Financer le photojournalisme. Un défit, une question majeure au centre des préoccupations de tous les professionnels. Produire en spéculation, partir à ses frais, tenter le coup de poker en espérant accrocher un magazine, voilà la stratégie de nombre d’entre nous. Une relation systématique, un lien pathologique, la presse, grande malade, contamine ses pairs et assèche l’offre et l’originalité.

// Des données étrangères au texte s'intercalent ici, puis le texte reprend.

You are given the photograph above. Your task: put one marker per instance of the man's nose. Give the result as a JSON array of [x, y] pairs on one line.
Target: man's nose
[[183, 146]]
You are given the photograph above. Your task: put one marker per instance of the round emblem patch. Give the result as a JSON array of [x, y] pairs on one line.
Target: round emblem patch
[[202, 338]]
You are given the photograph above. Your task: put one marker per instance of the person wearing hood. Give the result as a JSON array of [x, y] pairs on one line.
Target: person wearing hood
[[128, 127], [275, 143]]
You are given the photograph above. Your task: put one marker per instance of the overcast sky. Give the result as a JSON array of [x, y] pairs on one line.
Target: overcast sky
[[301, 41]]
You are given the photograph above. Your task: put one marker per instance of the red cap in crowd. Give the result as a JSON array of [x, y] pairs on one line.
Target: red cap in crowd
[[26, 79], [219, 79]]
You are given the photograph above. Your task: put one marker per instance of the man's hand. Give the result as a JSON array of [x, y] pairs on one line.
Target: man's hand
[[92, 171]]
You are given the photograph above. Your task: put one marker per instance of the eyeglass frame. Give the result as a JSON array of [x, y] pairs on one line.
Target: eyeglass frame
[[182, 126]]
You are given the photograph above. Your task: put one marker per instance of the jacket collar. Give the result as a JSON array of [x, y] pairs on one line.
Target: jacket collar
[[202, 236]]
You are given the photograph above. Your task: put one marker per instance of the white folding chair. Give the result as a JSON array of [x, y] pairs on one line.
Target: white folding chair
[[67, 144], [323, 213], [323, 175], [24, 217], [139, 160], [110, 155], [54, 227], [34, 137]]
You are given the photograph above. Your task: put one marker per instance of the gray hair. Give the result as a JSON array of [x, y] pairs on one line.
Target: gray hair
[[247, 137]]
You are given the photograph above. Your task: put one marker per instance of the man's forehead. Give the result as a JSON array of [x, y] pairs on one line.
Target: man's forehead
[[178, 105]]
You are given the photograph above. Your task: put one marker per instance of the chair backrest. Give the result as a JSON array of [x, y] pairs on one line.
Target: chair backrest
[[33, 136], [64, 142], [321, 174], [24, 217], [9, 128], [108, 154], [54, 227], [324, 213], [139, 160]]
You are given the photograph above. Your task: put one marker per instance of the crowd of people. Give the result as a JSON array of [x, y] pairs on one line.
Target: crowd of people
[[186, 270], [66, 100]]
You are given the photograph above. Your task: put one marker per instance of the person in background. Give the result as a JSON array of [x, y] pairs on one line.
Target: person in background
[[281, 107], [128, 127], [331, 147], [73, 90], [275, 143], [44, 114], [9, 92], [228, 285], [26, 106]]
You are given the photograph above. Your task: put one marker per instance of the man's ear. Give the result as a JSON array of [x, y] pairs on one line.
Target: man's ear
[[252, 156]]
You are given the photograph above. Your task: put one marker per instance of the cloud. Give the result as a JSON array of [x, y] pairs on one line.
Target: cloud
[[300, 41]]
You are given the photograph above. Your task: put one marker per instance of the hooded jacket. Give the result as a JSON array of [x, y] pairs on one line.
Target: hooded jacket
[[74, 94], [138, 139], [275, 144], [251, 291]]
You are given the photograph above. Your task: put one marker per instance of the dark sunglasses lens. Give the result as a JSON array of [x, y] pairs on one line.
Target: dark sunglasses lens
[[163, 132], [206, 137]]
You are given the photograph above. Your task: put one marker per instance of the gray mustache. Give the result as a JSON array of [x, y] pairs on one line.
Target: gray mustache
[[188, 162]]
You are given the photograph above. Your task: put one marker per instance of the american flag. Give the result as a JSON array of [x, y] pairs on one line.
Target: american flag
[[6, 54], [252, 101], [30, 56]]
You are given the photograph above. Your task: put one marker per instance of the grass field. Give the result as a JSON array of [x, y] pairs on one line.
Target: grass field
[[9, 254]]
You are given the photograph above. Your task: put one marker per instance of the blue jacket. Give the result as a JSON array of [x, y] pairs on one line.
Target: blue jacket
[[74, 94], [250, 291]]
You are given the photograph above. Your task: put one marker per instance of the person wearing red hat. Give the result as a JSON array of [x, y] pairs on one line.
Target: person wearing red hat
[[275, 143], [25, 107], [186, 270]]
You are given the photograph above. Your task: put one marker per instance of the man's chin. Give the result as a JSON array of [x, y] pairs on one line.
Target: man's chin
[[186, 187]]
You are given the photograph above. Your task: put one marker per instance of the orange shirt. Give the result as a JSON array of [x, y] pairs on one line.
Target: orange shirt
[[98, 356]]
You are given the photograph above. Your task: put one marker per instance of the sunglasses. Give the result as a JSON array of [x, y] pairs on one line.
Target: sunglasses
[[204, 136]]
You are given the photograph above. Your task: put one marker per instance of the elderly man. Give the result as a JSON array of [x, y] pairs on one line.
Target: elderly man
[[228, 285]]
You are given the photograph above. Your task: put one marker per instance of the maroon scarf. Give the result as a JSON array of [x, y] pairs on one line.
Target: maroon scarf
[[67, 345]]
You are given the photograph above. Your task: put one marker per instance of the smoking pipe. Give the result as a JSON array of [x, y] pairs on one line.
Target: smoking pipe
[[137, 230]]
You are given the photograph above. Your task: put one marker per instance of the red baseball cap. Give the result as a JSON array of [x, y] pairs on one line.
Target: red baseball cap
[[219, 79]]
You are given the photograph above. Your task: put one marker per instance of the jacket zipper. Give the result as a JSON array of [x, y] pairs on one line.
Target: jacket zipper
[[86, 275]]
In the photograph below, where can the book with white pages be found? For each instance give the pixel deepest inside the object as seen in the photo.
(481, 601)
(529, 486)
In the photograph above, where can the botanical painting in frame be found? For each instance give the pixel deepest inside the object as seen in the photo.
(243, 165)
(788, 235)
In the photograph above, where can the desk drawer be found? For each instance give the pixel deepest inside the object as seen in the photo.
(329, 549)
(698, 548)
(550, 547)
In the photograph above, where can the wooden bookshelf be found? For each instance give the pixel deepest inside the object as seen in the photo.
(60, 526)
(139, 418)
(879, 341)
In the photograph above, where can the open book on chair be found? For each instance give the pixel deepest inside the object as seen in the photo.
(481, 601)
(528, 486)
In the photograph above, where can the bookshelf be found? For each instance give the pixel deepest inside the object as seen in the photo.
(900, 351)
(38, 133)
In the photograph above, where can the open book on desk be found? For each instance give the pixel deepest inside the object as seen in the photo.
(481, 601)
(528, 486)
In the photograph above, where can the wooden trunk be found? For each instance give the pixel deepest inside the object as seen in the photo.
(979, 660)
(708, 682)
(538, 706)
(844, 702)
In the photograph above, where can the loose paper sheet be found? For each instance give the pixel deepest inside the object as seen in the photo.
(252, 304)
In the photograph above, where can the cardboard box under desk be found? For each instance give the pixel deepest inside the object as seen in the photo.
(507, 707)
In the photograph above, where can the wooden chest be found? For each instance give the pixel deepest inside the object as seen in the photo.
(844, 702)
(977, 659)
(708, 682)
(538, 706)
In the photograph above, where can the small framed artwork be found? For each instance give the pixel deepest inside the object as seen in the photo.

Car au fond, le photojournaliste est un sous traitant. Ses relations professionnelles, il les construits avec les rédactions, les NGO  ou les clients corporate. Une relation B2B comme on dit, business to business.

Et ce ne sont pas les dernières évolutions que connaissent notre métier qui apportent une solution à ce modèle. L’apparition du webdoc et son développement - que je supporte avec force – ne résout pas le problème du financement. En réalité, il l’accentue tant l’investissement pour un webdoc solide semble important (Samuel Bolendorf évoque un coût de 50.000 à 80.000 euros – à 8’08 sur vidéo France 24).

Viennent s’implémenter deux facteurs aggravants. La dévalorisation de l’information et sa désaffection – dans sa forme actuelle – de la part du public. La culture web a détrôné la culture pub, ce qui ce vendait avant est aujourd’hui exigé gratuitement . La photographie – et le journalisme – prend de plein fouet cette culture du « free » et dégringole dans l’échelle des valeurs. Plus personne n’imagine le coût d’un reportage en Guinée pour suivre Moussa Dadis Camara, ou à Dong-Feng, la ville des moines Shaolin. D’ailleurs, on imagine pas non plus qu’il puisse y avoir un coût de production pour un sujet à Calais sur le démantèlement de la « Jungle ». Un mal qui atteint même la profession où il n’est pas rare de voir pratiqué des tarifs de piges couvrant parfois à peine le 5ème de l’investissement nécessaire pour effectuer un reportage!

Le photojournalisme respire avec une moitiée de poumon et s’asphyxie lentement.